Where did the built-in color schemes come from? While building, testing and using this package over a long period of time, a number of color schemes were born as a side product while I tested it. I decided to include them in FlexColorscheme and offer them for re-use and inspiration as they are. It is, however, not necessary to use them to get the benefits of FlexColorScheme. Originally, I even thought it would just be the engine without any pre-made color schemes, but it is much more fun and engaging to use the package with some ready-made color schemes to try out.

Use Cases

You most likely want or must use some given colors for your customer projects, or your next big startup venture. To get things started, using pre-made themes is a great time saver when you have other things to focus on first. I have also found that it is a nice tool to use to try and experiment with different styles for apps I am working on. This helps me see how it looks and feels with different theme options.

With the launch of Android 12 and dynamic themes, we will se an increasing expectation from users to be able to customize the look of consumer apps completely. FlexColorScheme gives you a large selection of options that you can offer out of the box as pre-made choices, in addition to whatever main brand colors you have as default. FlexColorScheme also supports using dynamic themes, and can even generate them itself using key colors to make seeded ColorSchemes.

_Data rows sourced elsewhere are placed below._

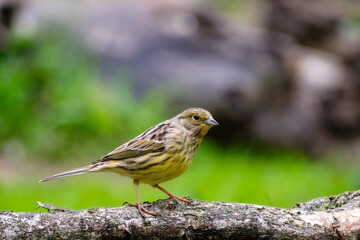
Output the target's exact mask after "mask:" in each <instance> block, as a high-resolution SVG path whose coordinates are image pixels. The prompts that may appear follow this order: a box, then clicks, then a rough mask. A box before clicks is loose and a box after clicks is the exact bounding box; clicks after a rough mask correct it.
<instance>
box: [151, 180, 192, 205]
mask: <svg viewBox="0 0 360 240" xmlns="http://www.w3.org/2000/svg"><path fill="white" fill-rule="evenodd" d="M153 187H155V188H157V189H159V190H160V191H162V192H164V193H165V194H166V195H168V196H169V198H168V199H175V200H177V201H182V202H186V203H191V201H190V200H189V199H187V197H183V198H180V197H177V196H175V195H173V194H171V193H169V192H168V191H166V190H165V189H164V188H162V187H160V186H159V185H157V184H155V185H153Z"/></svg>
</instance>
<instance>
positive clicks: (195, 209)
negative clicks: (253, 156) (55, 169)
mask: <svg viewBox="0 0 360 240" xmlns="http://www.w3.org/2000/svg"><path fill="white" fill-rule="evenodd" d="M47 208H50V209H52V210H54V212H49V213H22V212H0V238H6V239H28V238H29V239H80V238H81V239H98V238H111V239H113V238H117V239H149V238H150V239H151V238H152V239H209V238H211V239H358V238H360V191H356V192H346V193H342V194H340V195H337V196H332V197H326V198H318V199H314V200H312V201H309V202H306V203H301V204H298V205H297V206H296V207H294V208H292V209H280V208H274V207H266V206H259V205H252V204H240V203H223V202H202V201H196V200H194V201H193V202H192V204H190V205H188V204H185V203H178V202H175V201H173V200H161V201H157V202H155V203H154V204H153V205H152V206H151V207H150V208H149V209H150V210H151V211H153V212H156V213H158V216H156V217H152V216H149V217H147V218H143V217H141V216H140V215H139V213H138V212H137V209H136V208H133V207H116V208H97V209H85V210H79V211H72V210H66V209H57V208H56V207H51V206H50V207H47Z"/></svg>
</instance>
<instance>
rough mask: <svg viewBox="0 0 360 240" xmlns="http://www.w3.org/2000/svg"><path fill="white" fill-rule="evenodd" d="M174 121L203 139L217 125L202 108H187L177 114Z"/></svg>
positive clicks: (217, 123)
mask: <svg viewBox="0 0 360 240" xmlns="http://www.w3.org/2000/svg"><path fill="white" fill-rule="evenodd" d="M175 118H176V120H177V121H178V122H179V123H180V125H182V126H183V127H185V128H186V129H187V130H189V131H191V132H193V134H194V135H195V136H198V137H201V138H202V137H204V136H205V135H206V133H207V132H208V131H209V129H210V128H211V127H213V126H216V125H219V124H218V123H217V122H216V121H215V119H214V118H213V117H212V115H211V114H210V112H209V111H207V110H205V109H202V108H189V109H186V110H185V111H183V112H182V113H180V114H178V115H177V116H176V117H175Z"/></svg>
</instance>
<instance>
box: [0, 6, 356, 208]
mask: <svg viewBox="0 0 360 240" xmlns="http://www.w3.org/2000/svg"><path fill="white" fill-rule="evenodd" d="M193 106H197V107H203V108H205V109H208V110H209V111H210V112H211V113H212V114H213V116H214V118H215V119H216V120H217V121H218V122H219V123H220V126H218V127H216V128H213V129H212V130H211V131H210V132H209V134H208V136H207V137H206V138H205V140H204V141H203V143H202V144H201V145H200V148H199V150H198V152H197V154H196V155H195V158H194V161H193V163H192V165H191V167H190V168H189V169H188V171H187V172H186V173H185V174H183V175H182V176H180V177H179V178H177V179H175V180H172V181H170V182H168V183H164V184H163V185H162V186H163V187H165V188H166V189H167V190H169V191H170V192H172V193H174V194H176V195H178V196H190V197H191V198H193V199H199V200H206V201H229V202H241V203H254V204H263V205H270V206H276V207H291V206H294V205H295V204H296V203H297V202H302V201H307V200H309V199H312V198H316V197H321V196H327V195H332V194H337V193H340V192H344V191H350V190H357V189H359V187H360V175H359V174H358V172H359V170H360V160H359V155H360V4H359V2H357V1H341V0H328V1H321V0H315V1H314V0H292V1H288V0H273V1H265V0H257V1H240V0H235V1H221V0H211V1H195V0H185V1H184V0H170V1H165V0H156V1H147V2H144V1H138V0H136V1H125V0H123V1H112V0H106V1H70V0H67V1H66V0H56V1H55V0H47V1H45V0H31V1H14V0H9V1H4V0H0V210H13V211H36V208H37V205H36V202H37V201H41V202H44V203H51V204H56V205H58V206H64V207H67V208H72V209H79V208H90V207H107V206H119V205H121V204H122V203H123V202H125V201H128V202H135V191H134V189H133V185H132V181H131V180H130V179H128V178H126V177H121V176H118V175H115V174H110V173H96V174H87V175H82V176H74V177H71V178H64V179H61V180H57V181H53V182H47V183H42V184H39V183H38V180H39V179H42V178H44V177H47V176H50V175H53V174H55V173H58V172H62V171H64V170H68V169H71V168H76V167H80V166H83V165H87V164H88V163H90V162H93V161H95V160H97V159H99V158H101V157H102V156H103V155H105V154H106V153H108V152H109V151H111V150H113V149H114V148H115V147H117V146H119V145H121V144H122V143H124V142H125V141H128V140H130V139H132V138H133V137H135V136H137V135H138V134H140V133H141V132H143V131H145V130H146V129H147V128H149V127H150V126H153V125H155V124H157V123H158V122H160V121H162V120H165V119H167V118H170V117H172V116H174V115H175V114H177V113H179V112H181V111H182V110H184V109H185V108H188V107H193ZM140 194H141V200H143V201H154V200H157V199H159V198H165V197H166V196H164V194H163V193H161V192H160V191H158V190H156V189H152V188H151V187H150V186H148V185H141V186H140Z"/></svg>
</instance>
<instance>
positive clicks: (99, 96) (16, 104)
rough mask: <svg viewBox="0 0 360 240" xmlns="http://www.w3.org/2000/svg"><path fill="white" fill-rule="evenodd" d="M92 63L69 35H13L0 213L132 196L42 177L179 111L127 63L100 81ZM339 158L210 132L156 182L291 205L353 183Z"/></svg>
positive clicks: (79, 176) (111, 149)
mask: <svg viewBox="0 0 360 240" xmlns="http://www.w3.org/2000/svg"><path fill="white" fill-rule="evenodd" d="M96 65H97V59H96V58H95V57H93V56H91V55H90V54H88V53H87V52H86V51H84V49H82V48H81V44H79V43H77V41H76V39H73V38H71V37H70V36H68V35H66V34H59V33H57V34H53V35H52V34H48V35H46V37H45V36H42V37H41V38H40V37H37V38H34V37H26V36H11V38H10V40H9V44H8V45H7V47H6V48H4V49H2V50H1V51H0V68H1V71H0V79H1V81H0V96H1V101H0V154H1V156H0V164H1V166H2V167H1V170H0V173H1V176H0V210H7V211H36V210H37V205H36V202H37V201H41V202H43V203H50V204H55V205H58V206H64V207H67V208H71V209H80V208H91V207H107V206H119V205H121V204H122V203H123V202H126V201H128V202H135V190H134V188H133V185H132V181H131V180H130V179H128V178H126V177H121V176H118V175H115V174H111V173H93V174H85V175H82V176H74V177H69V178H65V179H61V180H56V181H52V182H46V183H41V184H39V183H38V180H39V179H41V178H44V177H47V176H49V175H52V174H55V173H58V172H61V171H64V170H68V169H71V168H75V167H79V166H82V165H86V164H88V163H90V162H92V161H94V160H96V159H98V158H99V157H101V156H103V155H105V154H106V153H107V152H109V151H111V150H112V149H114V148H115V147H117V146H118V145H120V144H122V143H123V142H125V141H127V140H129V139H131V138H133V137H135V136H136V135H138V134H140V133H141V132H142V131H144V130H146V129H147V128H148V127H150V126H152V125H154V124H156V123H158V122H160V121H162V120H164V119H166V118H169V117H171V116H172V114H174V113H175V111H174V110H170V111H168V109H166V108H165V105H166V104H165V103H166V96H165V95H162V94H159V91H158V90H156V89H154V90H152V91H150V92H149V93H147V94H146V95H145V96H140V97H135V96H134V95H133V94H131V93H132V92H133V90H132V84H131V83H132V80H131V76H130V75H128V74H127V71H126V69H119V74H118V76H116V77H115V78H114V79H110V80H109V79H107V80H104V79H102V77H101V76H102V75H101V74H99V70H97V68H96V67H94V66H96ZM215 118H216V116H215ZM218 128H221V125H220V126H219V127H218ZM209 134H211V132H210V133H209ZM340 157H341V156H340ZM340 157H331V158H329V157H324V158H318V159H311V158H310V157H308V156H307V155H305V154H302V153H300V152H297V151H294V150H289V149H271V148H269V147H267V148H264V147H259V146H256V145H253V144H249V145H248V146H245V145H244V144H239V143H236V142H234V143H233V144H232V146H230V147H224V146H222V145H221V144H219V143H217V142H215V141H214V140H211V139H210V138H206V139H205V140H204V141H203V143H202V144H201V145H200V148H199V150H198V152H197V154H196V155H195V158H194V161H193V163H192V165H191V166H190V168H189V169H188V171H187V172H186V173H185V174H183V175H182V176H180V177H179V178H177V179H174V180H172V181H170V182H168V183H164V184H162V186H163V187H165V188H166V189H167V190H169V191H170V192H172V193H173V194H176V195H178V196H190V197H191V198H193V199H199V200H206V201H226V202H241V203H253V204H263V205H270V206H276V207H291V206H294V205H295V204H296V203H297V202H302V201H307V200H309V199H312V198H316V197H321V196H328V195H332V194H337V193H340V192H344V191H349V190H356V189H358V188H359V184H360V177H359V174H358V170H359V165H358V164H356V163H354V162H349V161H347V162H344V161H342V159H340ZM140 194H141V199H142V201H154V200H157V199H159V198H165V197H166V196H165V195H164V194H163V193H162V192H160V191H159V190H157V189H153V188H152V187H150V186H147V185H141V186H140Z"/></svg>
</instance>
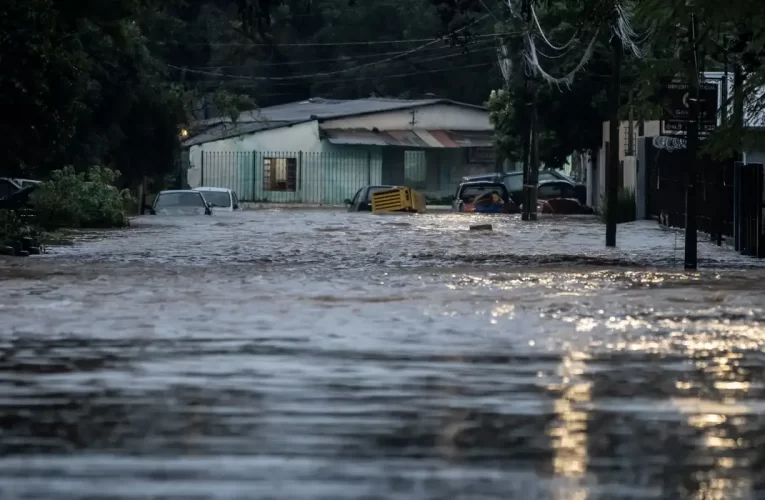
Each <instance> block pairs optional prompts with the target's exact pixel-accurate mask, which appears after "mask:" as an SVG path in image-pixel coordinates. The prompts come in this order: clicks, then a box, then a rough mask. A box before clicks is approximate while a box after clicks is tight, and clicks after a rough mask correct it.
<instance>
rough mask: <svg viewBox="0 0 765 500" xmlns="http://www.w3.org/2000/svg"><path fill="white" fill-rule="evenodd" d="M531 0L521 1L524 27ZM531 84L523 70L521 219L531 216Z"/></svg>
mask: <svg viewBox="0 0 765 500" xmlns="http://www.w3.org/2000/svg"><path fill="white" fill-rule="evenodd" d="M532 1H533V0H524V1H523V5H522V8H523V11H522V13H523V16H524V19H525V20H526V28H527V29H528V28H529V27H530V26H531V2H532ZM530 85H531V82H530V78H529V72H528V70H527V71H524V72H523V103H524V107H523V113H524V131H525V133H524V134H523V190H522V191H521V203H522V205H523V211H522V212H521V220H529V219H530V217H531V207H530V203H529V202H530V200H531V198H530V194H529V183H530V179H531V166H530V165H529V153H530V149H531V134H532V133H533V127H532V123H531V109H530V103H529V96H530V92H529V87H530Z"/></svg>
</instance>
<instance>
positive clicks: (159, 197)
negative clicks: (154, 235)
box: [148, 189, 212, 215]
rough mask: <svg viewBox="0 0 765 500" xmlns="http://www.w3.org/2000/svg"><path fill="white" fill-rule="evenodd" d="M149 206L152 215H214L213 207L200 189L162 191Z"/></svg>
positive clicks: (160, 192) (154, 199)
mask: <svg viewBox="0 0 765 500" xmlns="http://www.w3.org/2000/svg"><path fill="white" fill-rule="evenodd" d="M148 208H149V213H150V214H152V215H212V207H211V206H210V204H209V203H208V202H207V200H205V198H204V196H202V193H201V192H200V191H194V190H193V189H189V190H173V191H161V192H160V193H159V194H158V195H157V197H156V198H155V199H154V204H153V205H152V206H151V207H148Z"/></svg>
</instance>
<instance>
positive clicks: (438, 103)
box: [316, 99, 488, 123]
mask: <svg viewBox="0 0 765 500" xmlns="http://www.w3.org/2000/svg"><path fill="white" fill-rule="evenodd" d="M440 104H448V105H450V106H457V107H460V108H469V109H474V110H477V111H488V109H487V108H486V107H485V106H478V105H476V104H467V103H464V102H459V101H452V100H451V99H438V100H434V101H433V102H428V103H424V104H423V103H419V104H414V103H413V104H406V105H403V106H397V107H395V108H390V109H375V110H371V111H360V112H357V113H343V114H340V115H332V116H327V117H322V116H317V117H316V120H317V121H318V122H319V123H324V122H326V121H331V120H340V119H343V118H350V117H353V116H367V115H376V114H379V113H392V112H395V111H404V110H408V109H415V108H427V107H429V106H437V105H440Z"/></svg>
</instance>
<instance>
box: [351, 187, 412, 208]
mask: <svg viewBox="0 0 765 500" xmlns="http://www.w3.org/2000/svg"><path fill="white" fill-rule="evenodd" d="M398 187H401V186H388V185H380V186H365V187H363V188H361V189H359V190H358V191H356V194H355V195H354V196H353V199H346V200H345V204H346V205H347V206H348V211H349V212H371V211H372V195H373V194H375V193H377V192H379V191H388V190H390V189H396V188H398Z"/></svg>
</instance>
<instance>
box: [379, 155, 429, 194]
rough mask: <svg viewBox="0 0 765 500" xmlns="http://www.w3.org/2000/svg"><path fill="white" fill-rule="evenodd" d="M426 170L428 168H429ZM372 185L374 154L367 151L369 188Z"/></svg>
mask: <svg viewBox="0 0 765 500" xmlns="http://www.w3.org/2000/svg"><path fill="white" fill-rule="evenodd" d="M425 168H427V166H426V167H425ZM440 173H441V172H440V168H439V175H440ZM426 175H427V173H426ZM371 184H372V152H371V151H367V186H370V185H371Z"/></svg>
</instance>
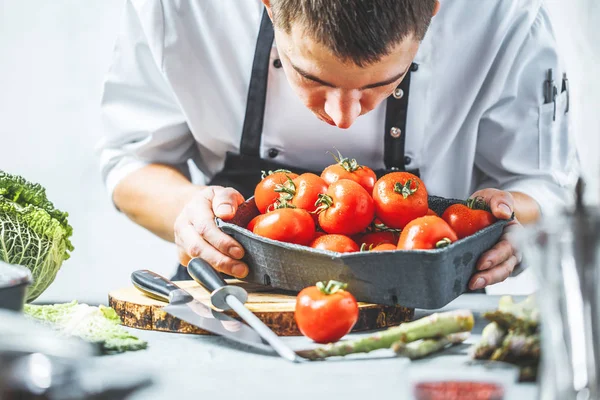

As advanced theme settings, you can even offer toggles for users to play with, like swapping main and secondary colors, reducing the number of used colors in the theme. Even the option to auto-tune built-in or custom themes, by turning on seed generated themes, and using their defined colors as key colors could be included. You can even add two or three tone options for the auto-tuning. You can also use FlexColorScheme to make a high-contrast version of whatever themes you defined.

The possibilities are limitless. The Themes Playground app, which is also tutorial example 5, shows you how this is done. It is remarkably simple, it is also quite addictive to play with different theme settings.